Mise en place par des entreprises sur leur propre site ou via des sociétés organisatrices de chat comme sourcea.fr ou canalchat.com, cette nouvelle solution de recrutement est originale. « Je trouve le support très intéressant », indique Julie Bernard, chargée de recrutement chez Aelia (acteur sur le marché du commerce aux voyageurs). D’autres entreprises réalisent ces chats sur leur propre site. C’est le cas de Club Med qui a dû, pour faire connaître l’opération, communiquer dans la presse quotidienne et sur keljob.fr. Ces communications interactives permettent aux candidats d’avoir la meilleure vision possible d’un secteur ou d’un métier. Ce moyen instaure d’ailleurs une certaine proximité entre postulants et recruteurs. « Ces échanges durent en moyenne 30 minutes. Ils sont complémentaires à la diffusion d’une annonce et peuvent faire naître de nouvelles vocations auprès des jeunes découvrant des nouveaux emplois. » Les recruteurs présentent leur société. Ainsi, les participants peuvent voir quelle entreprise leur correspond le mieux. « C’est dynamique et nous avons l’occasion de répondre directement aux candidats, à leurs inquiétudes. Nous parlons notamment de la politique de l’entreprise, des opportunités de recrutement, sujets que nous ne pouvons en général aborder que lors des entretiens », souligne enfin la chargée de recrutement Aelia.
Satisfaction assurée ?
Pour Julie Bernard, le "chat recrutement" est un outil de communication avant d’être un moyen de recrutement. « On ne peut pas donner une estimation exacte du succès de ces chats. Cependant, je pense que c’est un moyen qui est destiné à perdurer ». Mais pour s’installer dans le temps, encore faut-il que les entreprises s’investissent réellement dans la démarche. Car, pour le Club Med, l’expérience ne s’est vraiment pas révélée fructueuse :« nous n’avions pas mis assez de temps pour organiser cet événement. Toutefois, en étant mieux préparés, il est possible que nous renouvelions ce type de chat », confie Audrey Rousse, chargée de communication au Club Med. Le chat recrutement demande donc une préparation et a bien sûr un coût. « Pour un chat, nous facturons 5000 euros la prestation », indique Jean-Marc Solal, PDG de Canalchat. Cependant, cela peut être un investissement à faire si vous souhaitez renouveler votre force de vente. Car « la majorité des chats est destinée aux commerciaux ou aux managers ».
Côté candidats
Ce mode d’embauche sensibilise les chaters. Ils ont une bonne image des entreprises qui organisent ces échanges interactifs. Chez Aelia, on explique que « les échos des candidats ont été très satisfaisants ». Le "chat emploi" est aussi efficace pour séduire les étudiants. La communication électronique attire les jeunes diplômés se destinant au métier de commercial. Elle permet aussi de recruter une force de vente expérimentée. Sur Sourcea, 19 % des participants ont entre 30 et 40 ans et 7 % d’entre eux ont plus de 50 ans.

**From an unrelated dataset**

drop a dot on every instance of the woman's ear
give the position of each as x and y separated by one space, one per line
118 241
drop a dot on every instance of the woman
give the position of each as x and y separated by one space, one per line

Ainsi, cette nouvelle façon de communiquer et de recruter connaît un franc succès auprès des entreprises privées et publiques. Des chats ont ainsi été organisés sur les sites du Ministère de l’Intérieur, de l’Armée de terre, de BNP Paribas, de Renault, de Total... Mais les PME peuvent - et doivent ! - aussi tenter l’expérience. D’autant que le chat recrutement est un bon moyen de se forger une image d’employeur moderne.